The  Vision Group of Companies, commonly known as the Vision Group, is a multimedia conglomerate in Uganda. It publishes the New Vision (newspaper), an English-language daily newspaper, that appears in print form and online, as well as newspapers and magazines in a variety of Ugandan languages.

History 

The group was established in 1986, with the flagship publication, the New Vision Newspaper. The company's first managing director was William Pike, who started the year the group launched.

In 2007, a board member of the New Vision Group was allegedly poisoned. In 2009, the group apologized for publishing a corruption story on Muwenda Mutebi II of Buganda.

The group launched its global mobile application (E-Paper) in 2015 but disabled it in 2019 to work on upgrading it. In March 2016, the groups signed a partnership with Wakaliwood Uganda to promote the Ugandan film industry. In 2017, the group's accountant was sentenced to five years in prison for embezzling 262 million shillings from the group from 2008 to 2013.
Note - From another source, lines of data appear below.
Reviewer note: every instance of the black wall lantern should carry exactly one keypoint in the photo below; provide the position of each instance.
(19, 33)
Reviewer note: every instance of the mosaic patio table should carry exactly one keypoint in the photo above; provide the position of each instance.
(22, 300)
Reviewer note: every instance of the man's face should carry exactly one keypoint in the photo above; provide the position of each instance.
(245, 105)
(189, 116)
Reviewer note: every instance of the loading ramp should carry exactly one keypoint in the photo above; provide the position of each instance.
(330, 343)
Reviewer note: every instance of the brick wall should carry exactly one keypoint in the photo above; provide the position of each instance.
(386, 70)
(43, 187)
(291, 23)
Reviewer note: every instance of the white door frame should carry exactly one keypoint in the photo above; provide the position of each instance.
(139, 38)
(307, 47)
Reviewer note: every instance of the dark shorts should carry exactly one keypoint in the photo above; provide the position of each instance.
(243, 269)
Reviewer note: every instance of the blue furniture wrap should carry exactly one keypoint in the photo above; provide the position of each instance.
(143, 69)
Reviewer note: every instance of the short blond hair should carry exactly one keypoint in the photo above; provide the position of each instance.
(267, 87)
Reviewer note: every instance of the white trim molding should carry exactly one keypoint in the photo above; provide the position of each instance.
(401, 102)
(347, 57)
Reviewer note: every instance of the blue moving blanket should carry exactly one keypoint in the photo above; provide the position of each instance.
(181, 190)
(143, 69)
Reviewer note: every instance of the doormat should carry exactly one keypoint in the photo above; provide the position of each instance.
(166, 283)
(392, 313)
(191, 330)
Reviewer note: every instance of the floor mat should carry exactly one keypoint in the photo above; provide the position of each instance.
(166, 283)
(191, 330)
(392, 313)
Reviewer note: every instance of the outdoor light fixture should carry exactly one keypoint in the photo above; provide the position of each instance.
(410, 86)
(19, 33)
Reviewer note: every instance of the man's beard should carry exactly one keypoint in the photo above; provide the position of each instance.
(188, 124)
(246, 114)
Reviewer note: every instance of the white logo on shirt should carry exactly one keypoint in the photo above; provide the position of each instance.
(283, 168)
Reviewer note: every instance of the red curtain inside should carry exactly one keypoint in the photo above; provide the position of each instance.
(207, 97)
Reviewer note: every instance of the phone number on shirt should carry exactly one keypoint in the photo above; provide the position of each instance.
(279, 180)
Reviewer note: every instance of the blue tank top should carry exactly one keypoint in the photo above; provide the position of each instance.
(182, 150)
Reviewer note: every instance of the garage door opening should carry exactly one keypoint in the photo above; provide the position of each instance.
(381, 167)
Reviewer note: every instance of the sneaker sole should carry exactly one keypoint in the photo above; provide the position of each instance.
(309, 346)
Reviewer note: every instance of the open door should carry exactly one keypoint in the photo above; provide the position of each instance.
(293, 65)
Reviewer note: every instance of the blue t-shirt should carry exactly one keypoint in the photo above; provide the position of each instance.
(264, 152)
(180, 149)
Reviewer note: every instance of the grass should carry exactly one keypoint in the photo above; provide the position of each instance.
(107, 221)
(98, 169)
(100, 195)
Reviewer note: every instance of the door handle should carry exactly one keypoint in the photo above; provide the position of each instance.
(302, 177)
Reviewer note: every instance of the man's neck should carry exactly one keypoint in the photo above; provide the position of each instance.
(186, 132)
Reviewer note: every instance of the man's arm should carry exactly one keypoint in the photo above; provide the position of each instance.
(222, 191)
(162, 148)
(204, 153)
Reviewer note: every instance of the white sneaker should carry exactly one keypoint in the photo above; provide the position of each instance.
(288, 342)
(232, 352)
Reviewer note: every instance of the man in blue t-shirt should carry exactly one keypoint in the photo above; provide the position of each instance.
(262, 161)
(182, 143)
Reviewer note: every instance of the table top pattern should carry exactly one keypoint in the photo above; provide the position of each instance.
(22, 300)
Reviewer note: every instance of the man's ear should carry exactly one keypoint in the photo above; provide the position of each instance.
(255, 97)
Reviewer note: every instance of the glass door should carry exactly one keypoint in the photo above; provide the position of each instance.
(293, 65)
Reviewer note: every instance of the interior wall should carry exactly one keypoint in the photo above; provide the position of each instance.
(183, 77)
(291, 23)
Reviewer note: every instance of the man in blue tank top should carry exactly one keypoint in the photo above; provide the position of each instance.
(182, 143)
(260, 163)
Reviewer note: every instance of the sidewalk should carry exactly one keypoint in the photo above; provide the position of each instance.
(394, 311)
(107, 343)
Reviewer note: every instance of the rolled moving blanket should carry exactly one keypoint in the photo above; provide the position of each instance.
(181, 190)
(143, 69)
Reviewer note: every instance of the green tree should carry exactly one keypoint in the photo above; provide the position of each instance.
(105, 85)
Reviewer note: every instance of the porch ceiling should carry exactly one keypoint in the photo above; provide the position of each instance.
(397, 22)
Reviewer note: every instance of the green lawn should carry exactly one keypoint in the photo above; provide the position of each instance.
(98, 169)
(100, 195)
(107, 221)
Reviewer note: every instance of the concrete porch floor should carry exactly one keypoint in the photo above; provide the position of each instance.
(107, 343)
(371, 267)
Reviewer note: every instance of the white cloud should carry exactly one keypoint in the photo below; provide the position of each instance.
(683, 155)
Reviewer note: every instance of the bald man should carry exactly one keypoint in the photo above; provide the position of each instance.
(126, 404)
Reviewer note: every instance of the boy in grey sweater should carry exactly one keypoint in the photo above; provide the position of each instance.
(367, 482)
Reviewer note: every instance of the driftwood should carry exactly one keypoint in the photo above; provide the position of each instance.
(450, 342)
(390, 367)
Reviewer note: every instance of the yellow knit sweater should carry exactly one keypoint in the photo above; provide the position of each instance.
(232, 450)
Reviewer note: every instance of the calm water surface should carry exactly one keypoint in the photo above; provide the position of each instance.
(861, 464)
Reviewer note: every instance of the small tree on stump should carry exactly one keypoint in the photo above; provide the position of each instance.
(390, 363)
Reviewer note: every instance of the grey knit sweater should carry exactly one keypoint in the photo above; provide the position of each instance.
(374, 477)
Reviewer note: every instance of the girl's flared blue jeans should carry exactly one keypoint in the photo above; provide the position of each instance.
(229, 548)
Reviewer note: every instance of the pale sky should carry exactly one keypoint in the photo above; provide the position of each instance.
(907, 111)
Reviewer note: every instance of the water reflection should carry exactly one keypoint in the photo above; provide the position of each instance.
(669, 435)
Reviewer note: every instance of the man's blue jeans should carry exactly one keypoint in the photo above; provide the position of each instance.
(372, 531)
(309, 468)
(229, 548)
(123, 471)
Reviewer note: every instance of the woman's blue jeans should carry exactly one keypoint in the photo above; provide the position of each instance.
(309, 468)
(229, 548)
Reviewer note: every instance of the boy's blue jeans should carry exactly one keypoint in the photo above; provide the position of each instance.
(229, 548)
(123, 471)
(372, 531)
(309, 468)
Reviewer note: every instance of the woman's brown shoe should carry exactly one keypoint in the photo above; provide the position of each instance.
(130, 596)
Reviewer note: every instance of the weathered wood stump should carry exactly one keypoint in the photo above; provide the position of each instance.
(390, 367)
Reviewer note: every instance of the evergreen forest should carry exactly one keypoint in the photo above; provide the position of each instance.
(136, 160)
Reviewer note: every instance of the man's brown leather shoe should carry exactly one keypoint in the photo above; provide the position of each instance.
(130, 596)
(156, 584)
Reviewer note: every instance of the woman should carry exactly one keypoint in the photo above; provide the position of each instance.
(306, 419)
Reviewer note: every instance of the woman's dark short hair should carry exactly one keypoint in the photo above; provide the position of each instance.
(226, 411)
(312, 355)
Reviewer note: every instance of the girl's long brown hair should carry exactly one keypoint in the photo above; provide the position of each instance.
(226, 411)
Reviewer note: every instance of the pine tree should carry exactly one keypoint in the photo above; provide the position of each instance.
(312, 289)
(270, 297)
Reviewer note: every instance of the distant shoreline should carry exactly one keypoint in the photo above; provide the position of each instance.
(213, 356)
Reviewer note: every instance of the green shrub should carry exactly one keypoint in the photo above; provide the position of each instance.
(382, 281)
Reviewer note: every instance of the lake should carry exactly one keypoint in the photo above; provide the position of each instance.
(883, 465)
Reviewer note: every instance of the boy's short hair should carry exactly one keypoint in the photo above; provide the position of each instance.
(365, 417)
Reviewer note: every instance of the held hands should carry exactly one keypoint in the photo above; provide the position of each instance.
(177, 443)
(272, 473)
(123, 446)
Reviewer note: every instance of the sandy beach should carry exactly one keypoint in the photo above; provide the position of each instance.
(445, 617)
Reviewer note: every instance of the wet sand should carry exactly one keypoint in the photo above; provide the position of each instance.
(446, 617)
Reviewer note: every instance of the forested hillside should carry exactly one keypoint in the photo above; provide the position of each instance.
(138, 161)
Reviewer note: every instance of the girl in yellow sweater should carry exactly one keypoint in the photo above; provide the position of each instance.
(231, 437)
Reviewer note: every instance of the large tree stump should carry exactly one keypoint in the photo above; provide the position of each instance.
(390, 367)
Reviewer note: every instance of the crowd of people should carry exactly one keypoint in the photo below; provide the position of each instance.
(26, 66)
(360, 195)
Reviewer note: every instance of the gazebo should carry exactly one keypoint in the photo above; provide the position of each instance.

In May 2020, in the outburst of the COVID-19 pandemic in Uganda, the New Vision Group sent dozens of employees on forced leave without pay, twelve days after it had announced major salary cuts. Following this announcement, the group's accountant was found dead in her house.

Overview

The group's holding company is The New Vision Printing & Publishing Company Limited (also referred to as the Vision Group). The Group owns other newspapers, radio stations and two television stations, as of January 2010. The stock of the holding company is traded on the Uganda Securities Exchange, under the symbol NVL.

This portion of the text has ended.